A renderlo noto sono Roberto Malini, Matteo Pegoraro e Dario Picciau, co-presidenti del Gruppo EveryOne, organizzazione internazionale per i Diritti Umani che insieme all’Associazione Radicale Certi Diritti e alla Fondazione Luciano Massimo Consoli si sta occupando del caso. ”Il tribunale amministrativo lionense – dicono – ha stabilito che, secondo la Convenzione di Dublino e il Regolamento ‘Dublino II’ spetterà all’Italia conferire o meno l’asilo come rifugiato al giovane omosessuale”.

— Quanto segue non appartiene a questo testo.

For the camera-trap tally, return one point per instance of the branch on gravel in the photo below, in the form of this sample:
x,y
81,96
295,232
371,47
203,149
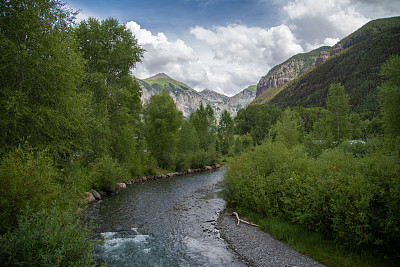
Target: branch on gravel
x,y
243,221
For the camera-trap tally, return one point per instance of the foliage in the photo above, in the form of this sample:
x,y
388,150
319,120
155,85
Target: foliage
x,y
39,76
356,69
337,103
106,172
350,199
162,121
47,238
390,96
26,176
256,120
225,133
288,129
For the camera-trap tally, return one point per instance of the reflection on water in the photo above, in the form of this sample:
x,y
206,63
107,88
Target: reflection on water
x,y
167,222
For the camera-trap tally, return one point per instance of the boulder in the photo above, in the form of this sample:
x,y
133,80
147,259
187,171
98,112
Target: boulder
x,y
96,194
89,197
120,186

Vahid Kiani Motlagh è stato arrestato in Francia il 25 maggio scorso e condotto nel centro di detenzione dell’aeroporto Saint-Exupery di Lione, dal quale rischiava un”imminente deportazione verso l’Iran. Il 29 maggio il giudice Peuvrel del tribunale amministrativo lionese ha rigettato la richiesta di scarcerazione; nello stesso giorno, Vahid, in quanto rifugiato e perseguitato, ha depositato una richiesta di protezione umanitaria e asilo.